Dona Farina nasceu em uma época que tudo ficava distante, mas que as pessoas pareciam cooperantes. A faculdade ficava há sete quilômetros. A novela era assistida num aparelho televisivo do centro desportivo da comunidade, que ficava há sete árvores de sua casa. A galera se juntava e tocava a caminhar. Livros, só na biblioteca pública há sete quarteirões. Carro? Havia machimbombo; único transporte.

 Dona Farina foi criada em outras épocas, em que as orientações familiares, que eram da comunidade, eram quase uma legislação paralela à governamental. Às vezes a dicotomia: medo e respeito se confundiam. Era ditadura militar em casa? Claro que não, era um aspecto cultural em movimento, a migrar de geração em geração. Dizia ser bom, a polícia era a última a ser acionada em razão de eventuais desrespeitos. A autoridade maior eram os anciões, os próprios jovens a respeitavam e tinham medo ao mesmo tempo. Ninguém, no fundo, queria ouvir repreenda, nem palmada. Sim! A palmada existia, sem permissão de ninguém, mas também nunca ninguém questionava a sua eficiência. Época em que não havia cartão eletrônico de crédito, mas que os homens honravam os seus compromissos, mesmo os de fio de barba. Não conheceram carestia nem guerra, sempre que ouviam falar de guerra ficavam muito tristes, cabisbaixos.

“Naquela terra, de tão distante, as pessoas não tinham valor nenhum. A guerra detonava qualquer esperança de bom proceder, e as pessoas eram mortas como passarinho.” Dizia Dito Xinhocana, gajo viajado que conhecia terras distantes; ele era caixeiro viajante.

“Para, por favor.” Mal ele começava a discursar, ela pedia que parasse. Causava-lhe enjoo só de pensar na maldade do ser humano, estranho isso, os necessitados padecem na artilharia ocidental, é? Irmão contra irmão. Seu país era diferente, curtia-se paz e amor, um verdadeiro paraíso. Teve sete filhos criados com muito esforço, debaixo da honestidade, com dinheiro do seu suor, orgulhava-se em falar, o Estado também estava presente, fornecendo todos os serviços básicos aos seus cidadãos, o dinheiro de imposto era aplicado no bem estar comum. Era com prazer que se pagava imposto. Sabia-se que tinha destino certo. Todos casados, menos o caçula que também arranhava o bom proceder da dona Farina.

Mas eis que o filho caçula alcança os 16 anos, justamente com a descoberta de interesse por sexo oposto. Namoradeiro dos bons, como se dizia. Seu pai ainda falava orgulhosamente: “que bom que o garoto envergou por esse caminho”, sorria escondido, se urinava de tanto rir, para ele o homem tinha que ser dessa maneira. Mas foi então que a honestidade de Dona Farina começou a correr risco. Cada dia, cada ação do caçula, riscava a sua dignidade.

Havia fila para falar com ele, colegas, vizinhas. Uma amiga vizinha perguntava por ele: “não está!” dizia a mãe. Para onde foi? Dona Farina não era de mentir, nem de brincadeira, mas era obrigada a faltar com a verdade.

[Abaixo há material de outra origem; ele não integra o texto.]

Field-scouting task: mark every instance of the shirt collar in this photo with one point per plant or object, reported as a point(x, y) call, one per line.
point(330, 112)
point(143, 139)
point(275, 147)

Então fechava os olhos, com uma voz sumida dizia inverdades, em seguida fazia o sinal da cruz e murmurava uma oração. “Ele saiu!”. O menino não havia saído coisa nenhuma, estava com outra namorada.

Dona farina não saía mais de casa. Andava de cabeça baixa a resmungar. Até que num belo dia, preocupada com sua dignidade já desgastada e muito arranhada, a parecer desgostada da vida, mandou comprar uma corda, fez nó. Andou pelo quintal para arranjar um suporte forte, amarrou a corda na viga. Testou. Estava firme. A corda ficou uma semana pendurada, enquanto a galera ansiosa espiava-a. Sua tristeza não era segredo, um mês depois comprou um cachorro, com quem passou a compartilhar o seu tempo.